US 12,112,769 B2
System, user terminal, and method for providing automatic interpretation service based on speaker separation
Jeong Uk Bang, Daejeon (KR); Seung Yun, Daejeon (KR); Sang Hun Kim, Daejeon (KR); Min Kyu Lee, Daejeon (KR); and Joon Gyu Maeng, Daejeon (KR)
Assigned to Electronics and Telecommunications Research Institute, Daejeon (KR)
Filed by Electronics and Telecommunications Research Institute, Daejeon (KR)
Filed on Nov. 19, 2021, as Appl. No. 17/531,316.
Claims priority of application No. 10-2021-0000912 (KR), filed on Jan. 5, 2021; and application No. 10-2021-0106300 (KR), filed on Aug. 11, 2021.

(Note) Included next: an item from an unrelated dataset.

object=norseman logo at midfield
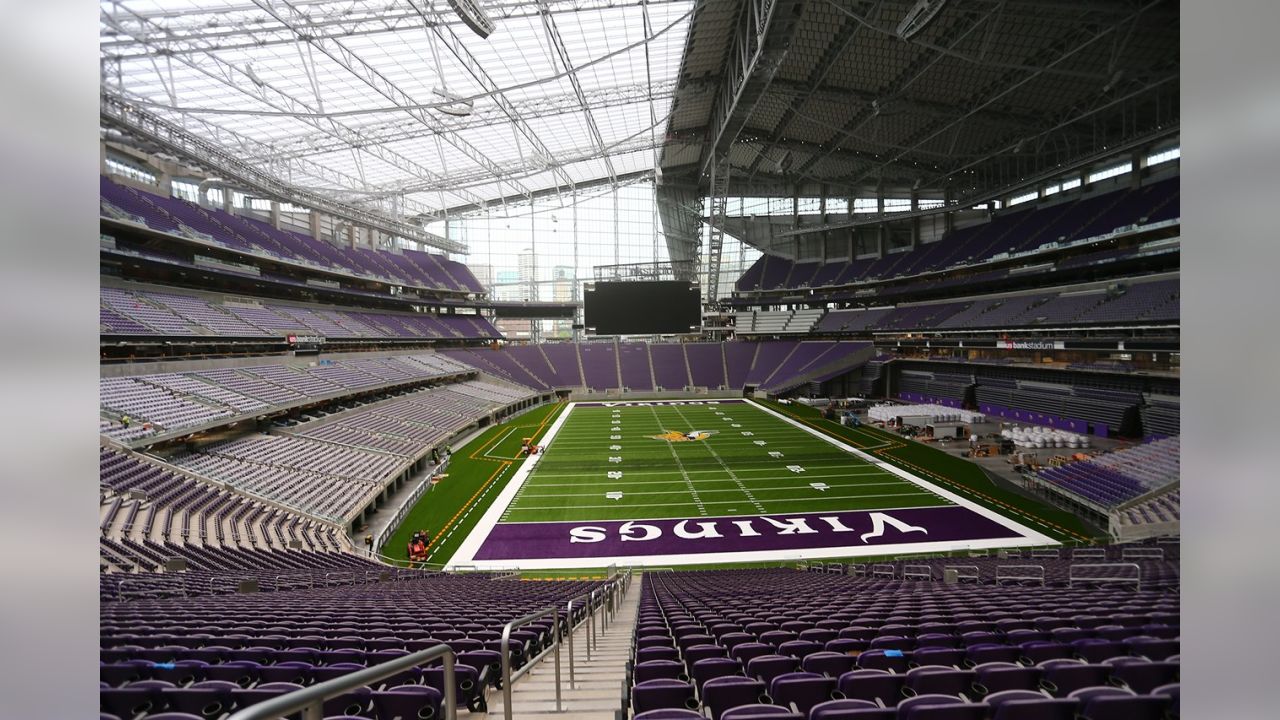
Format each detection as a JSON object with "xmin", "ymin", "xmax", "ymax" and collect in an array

Prior Publication US 2022/0215857 A1, Jul. 7, 2022
Int. Cl. G10L 25/84 (2013.01); G06F 40/40 (2020.01); G06F 40/58 (2020.01); G10L 13/00 (2006.01); G10L 15/02 (2006.01); G10L 15/08 (2006.01); G10L 15/26 (2006.01); G10L 21/0208 (2013.01)

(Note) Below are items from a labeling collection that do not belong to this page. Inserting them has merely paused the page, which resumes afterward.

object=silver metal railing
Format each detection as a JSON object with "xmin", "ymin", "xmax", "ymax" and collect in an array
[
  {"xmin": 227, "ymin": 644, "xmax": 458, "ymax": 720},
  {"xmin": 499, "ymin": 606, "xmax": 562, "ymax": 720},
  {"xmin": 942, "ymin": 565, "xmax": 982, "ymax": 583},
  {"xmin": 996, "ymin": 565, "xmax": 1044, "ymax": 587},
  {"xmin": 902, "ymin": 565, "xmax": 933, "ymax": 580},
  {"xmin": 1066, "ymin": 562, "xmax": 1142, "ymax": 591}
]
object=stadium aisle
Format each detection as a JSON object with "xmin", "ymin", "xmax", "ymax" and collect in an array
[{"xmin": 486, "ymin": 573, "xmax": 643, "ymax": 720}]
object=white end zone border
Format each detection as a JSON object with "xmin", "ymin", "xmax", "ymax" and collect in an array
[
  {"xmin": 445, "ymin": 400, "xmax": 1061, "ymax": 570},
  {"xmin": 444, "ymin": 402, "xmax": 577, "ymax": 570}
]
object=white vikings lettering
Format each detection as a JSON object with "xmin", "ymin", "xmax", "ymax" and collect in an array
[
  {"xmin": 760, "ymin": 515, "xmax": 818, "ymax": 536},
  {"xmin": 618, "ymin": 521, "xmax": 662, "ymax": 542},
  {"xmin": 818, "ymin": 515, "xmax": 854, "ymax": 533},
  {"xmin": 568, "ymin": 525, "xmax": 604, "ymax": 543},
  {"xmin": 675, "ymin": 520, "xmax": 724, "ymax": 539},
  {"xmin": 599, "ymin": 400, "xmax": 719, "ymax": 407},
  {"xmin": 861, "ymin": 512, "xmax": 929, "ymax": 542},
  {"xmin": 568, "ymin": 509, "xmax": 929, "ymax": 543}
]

CPC G10L 25/84 (2013.01) [G06F 40/40 (2020.01); G06F 40/58 (2020.01); G10L 13/00 (2013.01); G10L 15/02 (2013.01); G10L 15/08 (2013.01); G10L 15/26 (2013.01); G10L 21/0208 (2013.01)] 12 Claims
OG exemplary drawing
 
1. A method of performing automatic interpretation based on speaker separation by a user terminal, the method comprising:
receiving a first speech signal including at least one of a user speech of a user and a user surrounding speech around the user from an automatic interpretation service providing terminal;
separating the first speech signal into speaker-specific speech signals;
performing interpretation on the speaker-specific speech signals in a language selected by the user on the basis of an interpretation mode; and
providing a second speech signal generated as a result of the interpretation to at least one of a counterpart terminal and the automatic interpretation service providing terminal according to the interpretation mode,
wherein the performing of interpretation on the speaker-specific speech signals in the language selected by the user on the basis of the interpretation mode includes:
extracting situation information from the user surrounding speech;
wherein the providing of the second speech signal generated as the result of the interpretation to the at least one of the counterpart terminal and the automatic interpretation service providing terminal according to the interpretation mode includes:
classifying speech signals according to each speaker from the extracted situation information; and
providing the automatic interpretation service providing terminal with an interpretation result in which intensity information and echo information of the speech signals classified according to each speaker are reflected.